Datum: 10. Juli 2009

PM 2009-160: Zur Trauerfeier für Marwa El-Sherbini am 11. Juli in Dresden

Anlässlich der Trauerfeier für Marwa El-Sherbini am 11. Juli 2009 in Dresden erklären Antje Hermenau, Vorsitzende der Fraktion BÜNDNIS 90/DIE GRÜNEN im Sächsischen Landtag, Elke Herrmann, migrationspolitische Sprecherin der Fraktion und Eva Jähnigen, Landesvorstandssprecherin von BÜNDNIS 90/DIE GRÜNEN Sachsen:
„Wir sind tief betroffen angesichts des Mordes an Marwa El-Sherbini. Unser Mitgefühl gilt ihrer Familie, insbesondere ihrem verletzten Mann und ihrem dreijährigen Sohn, die die Tat im Dresdner Landgericht miterleben mussten.
Wir verurteilen die abscheuliche Gewalttat, der sie zum Opfer fiel. Es ist offensichtlich, dass dieses Verbrechen fremdenfeindlich und islamfeindlich motiviert war. Der Täter beleidigte und tötete Marwa El-Sherbini, weil sie sich als Muslima sichtbar zu ihrem Glauben bekannte.
Diese Tat verstößt gegen Prinzipien, die wir als unumstößlich erachten: gegen die Grundsätze der Menschenwürde aller und der Religionsfreiheit. Dieser Mord ist ein Angriff auf die Werte, auf denen jedes demokratische Gemeinwesen basiert.
Der Gedanke, dass Menschen, die unter uns leben, sich heute fürchten, aufgrund ihrer Herkunft und ihres Glaubens angegriffen zu werden, ist für uns unerträglich.

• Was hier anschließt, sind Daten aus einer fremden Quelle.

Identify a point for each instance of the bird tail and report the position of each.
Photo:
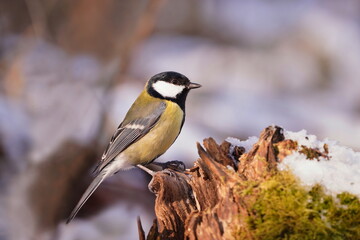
(89, 191)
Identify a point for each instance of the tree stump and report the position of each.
(203, 203)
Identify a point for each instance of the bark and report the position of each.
(202, 203)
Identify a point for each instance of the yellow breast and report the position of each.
(159, 138)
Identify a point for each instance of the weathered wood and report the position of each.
(202, 203)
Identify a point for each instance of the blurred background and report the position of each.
(69, 71)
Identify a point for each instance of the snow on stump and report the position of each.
(283, 185)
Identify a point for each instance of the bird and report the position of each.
(149, 128)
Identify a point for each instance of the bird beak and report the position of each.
(193, 85)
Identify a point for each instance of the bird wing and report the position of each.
(128, 133)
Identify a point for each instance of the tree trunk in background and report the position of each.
(203, 203)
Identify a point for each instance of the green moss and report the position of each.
(284, 209)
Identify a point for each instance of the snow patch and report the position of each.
(339, 173)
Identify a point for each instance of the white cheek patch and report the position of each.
(166, 89)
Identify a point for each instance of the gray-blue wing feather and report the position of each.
(129, 133)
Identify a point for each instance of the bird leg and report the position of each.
(151, 172)
(173, 165)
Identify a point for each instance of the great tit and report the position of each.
(150, 127)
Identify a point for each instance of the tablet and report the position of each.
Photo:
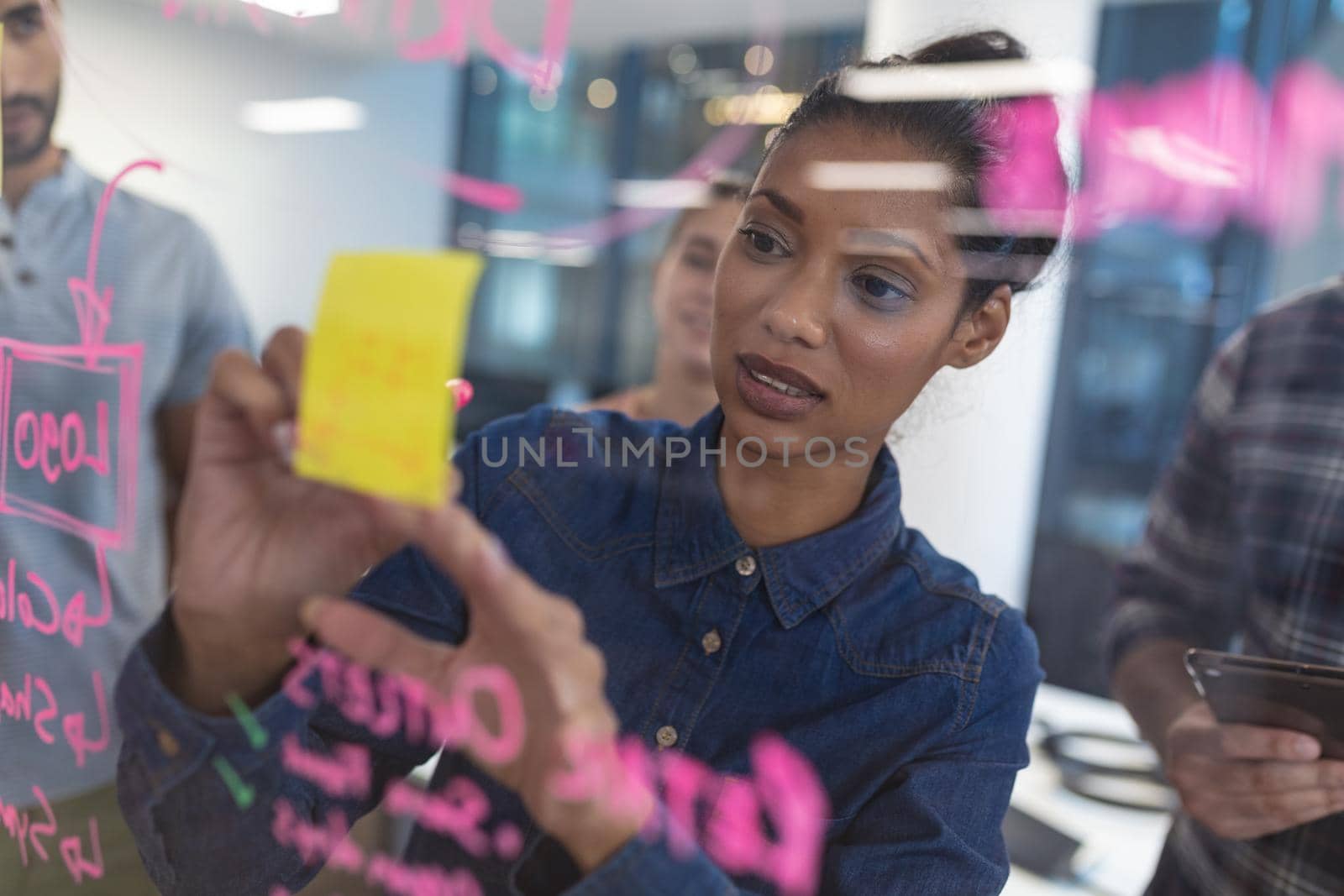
(1257, 691)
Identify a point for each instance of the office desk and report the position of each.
(1124, 842)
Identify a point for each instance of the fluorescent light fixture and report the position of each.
(1018, 222)
(898, 176)
(759, 107)
(662, 194)
(311, 116)
(299, 8)
(968, 81)
(528, 244)
(1179, 156)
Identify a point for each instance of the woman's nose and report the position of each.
(797, 316)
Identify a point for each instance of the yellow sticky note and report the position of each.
(375, 412)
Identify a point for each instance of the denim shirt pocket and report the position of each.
(947, 629)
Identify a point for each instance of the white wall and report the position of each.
(974, 446)
(139, 86)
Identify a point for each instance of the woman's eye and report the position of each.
(761, 242)
(878, 291)
(27, 26)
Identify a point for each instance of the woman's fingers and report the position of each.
(492, 586)
(282, 359)
(373, 640)
(245, 390)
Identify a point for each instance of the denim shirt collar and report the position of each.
(694, 535)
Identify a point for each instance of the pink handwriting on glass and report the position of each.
(1194, 150)
(457, 19)
(46, 446)
(30, 835)
(786, 789)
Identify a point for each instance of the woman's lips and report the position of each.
(768, 399)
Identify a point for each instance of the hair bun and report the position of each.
(978, 46)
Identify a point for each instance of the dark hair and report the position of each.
(722, 187)
(956, 132)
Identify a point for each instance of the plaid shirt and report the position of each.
(1245, 546)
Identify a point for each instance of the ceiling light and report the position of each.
(311, 116)
(299, 8)
(968, 81)
(602, 93)
(759, 60)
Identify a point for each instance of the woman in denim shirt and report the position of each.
(690, 597)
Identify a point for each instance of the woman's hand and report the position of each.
(538, 638)
(255, 540)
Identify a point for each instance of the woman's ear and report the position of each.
(980, 332)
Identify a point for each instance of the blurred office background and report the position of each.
(1032, 469)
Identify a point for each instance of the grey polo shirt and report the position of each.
(81, 481)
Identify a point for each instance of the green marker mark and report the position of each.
(244, 794)
(255, 734)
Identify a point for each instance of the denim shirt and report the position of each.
(875, 658)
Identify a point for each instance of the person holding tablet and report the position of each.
(1245, 550)
(694, 598)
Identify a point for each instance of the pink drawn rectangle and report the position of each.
(120, 363)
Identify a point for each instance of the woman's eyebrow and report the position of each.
(702, 244)
(867, 241)
(788, 207)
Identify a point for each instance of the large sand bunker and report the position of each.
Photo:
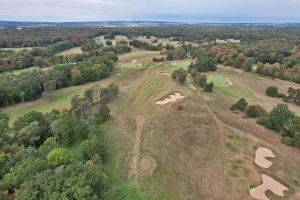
(171, 98)
(268, 184)
(260, 157)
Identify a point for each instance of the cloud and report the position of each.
(167, 10)
(97, 2)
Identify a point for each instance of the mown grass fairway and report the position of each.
(75, 50)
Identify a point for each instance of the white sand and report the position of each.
(260, 157)
(171, 98)
(268, 184)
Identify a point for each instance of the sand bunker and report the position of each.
(171, 98)
(228, 81)
(260, 157)
(268, 184)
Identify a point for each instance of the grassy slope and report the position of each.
(75, 50)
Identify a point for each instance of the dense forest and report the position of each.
(37, 152)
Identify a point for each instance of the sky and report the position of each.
(222, 11)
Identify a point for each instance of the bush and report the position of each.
(254, 111)
(287, 141)
(240, 105)
(92, 147)
(179, 75)
(208, 87)
(103, 114)
(108, 42)
(281, 95)
(272, 91)
(296, 140)
(59, 156)
(279, 117)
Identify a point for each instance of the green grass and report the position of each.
(75, 50)
(59, 100)
(18, 49)
(167, 67)
(30, 69)
(223, 88)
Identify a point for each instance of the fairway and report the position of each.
(75, 50)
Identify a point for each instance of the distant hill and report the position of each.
(134, 24)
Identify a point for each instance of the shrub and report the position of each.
(287, 141)
(272, 91)
(59, 156)
(240, 105)
(108, 42)
(296, 140)
(279, 117)
(208, 87)
(254, 111)
(92, 147)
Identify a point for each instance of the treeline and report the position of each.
(41, 57)
(280, 119)
(277, 59)
(44, 36)
(45, 57)
(38, 161)
(203, 64)
(32, 85)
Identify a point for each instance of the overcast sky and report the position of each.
(157, 10)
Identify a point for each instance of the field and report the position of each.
(17, 49)
(200, 151)
(75, 50)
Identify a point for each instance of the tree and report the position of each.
(92, 147)
(23, 170)
(4, 120)
(49, 87)
(272, 91)
(254, 111)
(296, 139)
(103, 114)
(179, 75)
(205, 64)
(249, 64)
(30, 135)
(279, 117)
(68, 128)
(59, 156)
(208, 87)
(241, 105)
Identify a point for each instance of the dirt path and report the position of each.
(204, 175)
(133, 172)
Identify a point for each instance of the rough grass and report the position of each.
(167, 67)
(60, 99)
(75, 50)
(223, 88)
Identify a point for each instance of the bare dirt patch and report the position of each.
(260, 157)
(171, 98)
(268, 184)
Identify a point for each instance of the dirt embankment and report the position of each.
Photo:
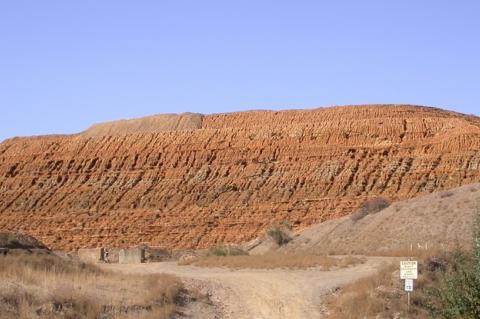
(441, 221)
(230, 178)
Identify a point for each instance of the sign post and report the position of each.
(409, 272)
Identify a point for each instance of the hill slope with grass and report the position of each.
(192, 181)
(442, 220)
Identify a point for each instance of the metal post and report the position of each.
(408, 302)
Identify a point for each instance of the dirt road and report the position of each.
(259, 294)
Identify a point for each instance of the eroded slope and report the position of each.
(232, 177)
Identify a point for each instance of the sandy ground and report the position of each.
(258, 294)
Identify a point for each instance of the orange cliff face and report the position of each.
(194, 181)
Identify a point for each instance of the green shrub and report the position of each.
(458, 295)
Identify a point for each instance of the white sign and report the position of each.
(408, 269)
(408, 285)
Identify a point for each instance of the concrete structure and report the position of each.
(131, 256)
(154, 254)
(111, 255)
(91, 255)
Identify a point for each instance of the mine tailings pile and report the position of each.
(192, 180)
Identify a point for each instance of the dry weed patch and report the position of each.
(271, 261)
(46, 286)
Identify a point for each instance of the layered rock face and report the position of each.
(227, 177)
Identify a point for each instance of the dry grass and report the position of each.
(272, 261)
(46, 286)
(382, 295)
(378, 296)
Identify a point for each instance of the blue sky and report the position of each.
(67, 64)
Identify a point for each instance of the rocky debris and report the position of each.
(229, 177)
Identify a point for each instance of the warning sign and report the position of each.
(408, 269)
(408, 285)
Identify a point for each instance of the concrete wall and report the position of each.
(153, 254)
(131, 256)
(92, 255)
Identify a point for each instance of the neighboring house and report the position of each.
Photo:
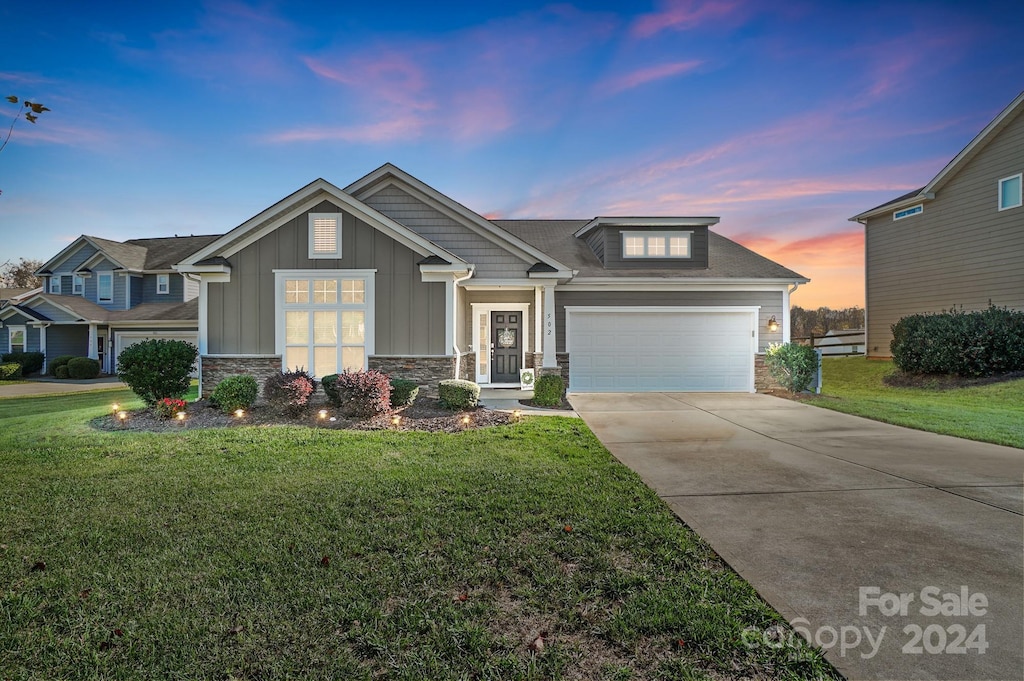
(389, 273)
(99, 296)
(955, 243)
(846, 341)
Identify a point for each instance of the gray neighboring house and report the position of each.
(957, 242)
(100, 296)
(390, 273)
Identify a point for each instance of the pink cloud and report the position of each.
(683, 15)
(644, 76)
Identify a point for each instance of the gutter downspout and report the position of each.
(455, 318)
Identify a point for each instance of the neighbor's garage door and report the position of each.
(124, 339)
(655, 350)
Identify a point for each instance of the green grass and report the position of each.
(283, 552)
(992, 413)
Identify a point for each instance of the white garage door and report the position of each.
(674, 349)
(124, 339)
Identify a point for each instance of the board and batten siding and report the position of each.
(961, 252)
(770, 302)
(409, 314)
(492, 260)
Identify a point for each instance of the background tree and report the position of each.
(19, 274)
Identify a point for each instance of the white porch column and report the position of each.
(550, 337)
(538, 318)
(93, 353)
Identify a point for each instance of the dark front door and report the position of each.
(506, 346)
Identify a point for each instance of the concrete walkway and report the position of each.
(834, 519)
(53, 386)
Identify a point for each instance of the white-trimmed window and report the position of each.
(15, 339)
(104, 287)
(325, 236)
(907, 212)
(1010, 193)
(325, 320)
(656, 244)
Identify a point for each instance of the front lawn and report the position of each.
(992, 413)
(516, 552)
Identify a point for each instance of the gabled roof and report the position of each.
(370, 183)
(928, 192)
(726, 258)
(298, 203)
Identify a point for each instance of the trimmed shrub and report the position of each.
(158, 368)
(30, 362)
(455, 393)
(403, 392)
(971, 344)
(83, 368)
(290, 391)
(794, 366)
(56, 363)
(166, 408)
(236, 392)
(359, 393)
(10, 371)
(548, 390)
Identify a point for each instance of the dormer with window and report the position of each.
(649, 243)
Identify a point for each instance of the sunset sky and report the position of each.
(783, 119)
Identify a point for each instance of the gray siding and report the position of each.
(613, 251)
(67, 339)
(409, 313)
(770, 302)
(961, 251)
(492, 260)
(147, 290)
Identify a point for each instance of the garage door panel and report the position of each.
(665, 351)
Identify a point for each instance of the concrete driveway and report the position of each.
(864, 536)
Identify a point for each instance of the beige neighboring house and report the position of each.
(957, 242)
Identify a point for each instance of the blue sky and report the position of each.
(783, 119)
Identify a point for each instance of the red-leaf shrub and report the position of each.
(359, 393)
(290, 391)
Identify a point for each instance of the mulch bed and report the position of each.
(425, 414)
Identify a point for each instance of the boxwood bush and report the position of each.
(236, 392)
(794, 366)
(10, 371)
(978, 343)
(30, 362)
(403, 392)
(83, 368)
(455, 393)
(158, 368)
(56, 363)
(359, 393)
(290, 391)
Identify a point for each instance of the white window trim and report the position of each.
(905, 214)
(668, 236)
(25, 338)
(99, 277)
(484, 344)
(1020, 192)
(333, 255)
(369, 275)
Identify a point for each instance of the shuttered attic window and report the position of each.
(325, 236)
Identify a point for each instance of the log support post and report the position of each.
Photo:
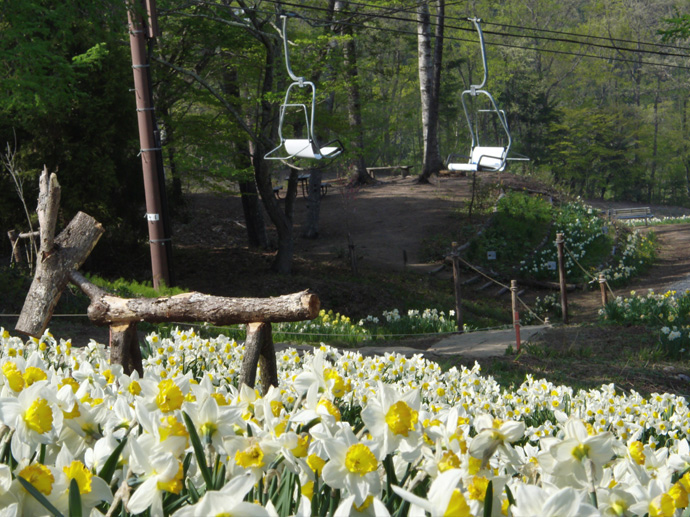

Wir stellen fest, dass in unserer Gesellschaft unter dem Deckmantel einer angeblichen „Islamkritik“ extreme islamfeindliche Positionen geäußert werden. Die oft heftige Propaganda gegen eine angebliche „Islamisierung“ unserer Gesellschaft befördert Ressentiments, die sich zu offenen Hass steigern können. Diese Propaganda darf nicht unwidersprochen bleiben.
Wir fordern die Menschen in Dresden und in Sachsen auf, immer zu protestieren, wenn Menschen aufgrund ihres Glaubens oder ihrer Herkunft beleidigt werden und sie im Rahmen ihrer Möglichkeiten zu schützen. Wir brauchen ein solidarisches Miteinander. Es kann nicht sein, dass wir Menschen nicht als Teil unserer Gesellschaft ansehen, nur weil sie aus einem anderen Land kommen oder weil sie einer bestimmten Religion angehören. Nein, außerhalb unserer Wertegemeinschaft stehen nur diejenigen, die das friedliche Zusammenleben in unserer Gesellschaft in Frage stellen!
Angesichts der Tatsache, dass ein so schreckliches Verbrechen in unserer Stadt, in unserem Land überhaupt möglich war, fällt es uns schwer, die Muslime in Deutschland und in der Welt – insbesondere aber in der ägyptischen Heimat Marwa El-Sherbinis – zu bitten, nicht in Zorn gegen unser Land zu verfallen. Der Täter steht nicht für die Mehrheit in unserem Land – aber wir müssen uns alle fragen lassen, ob wir Rassismus und Islamfeindlichkeit nicht zu gleichgültig gegenüberstehen.
Wir möchten gegenüber den Muslimen, die mit uns in dieser Stadt und in diesem Land leben, die Hoffnung zum Ausdruck bringen, dass die Bedrohungen und die Angst vor Anfeindungen nicht obsiegen. Wir hoffen, dass Sie hier auch in Zukunft Perspektiven für Ihr Leben sehen.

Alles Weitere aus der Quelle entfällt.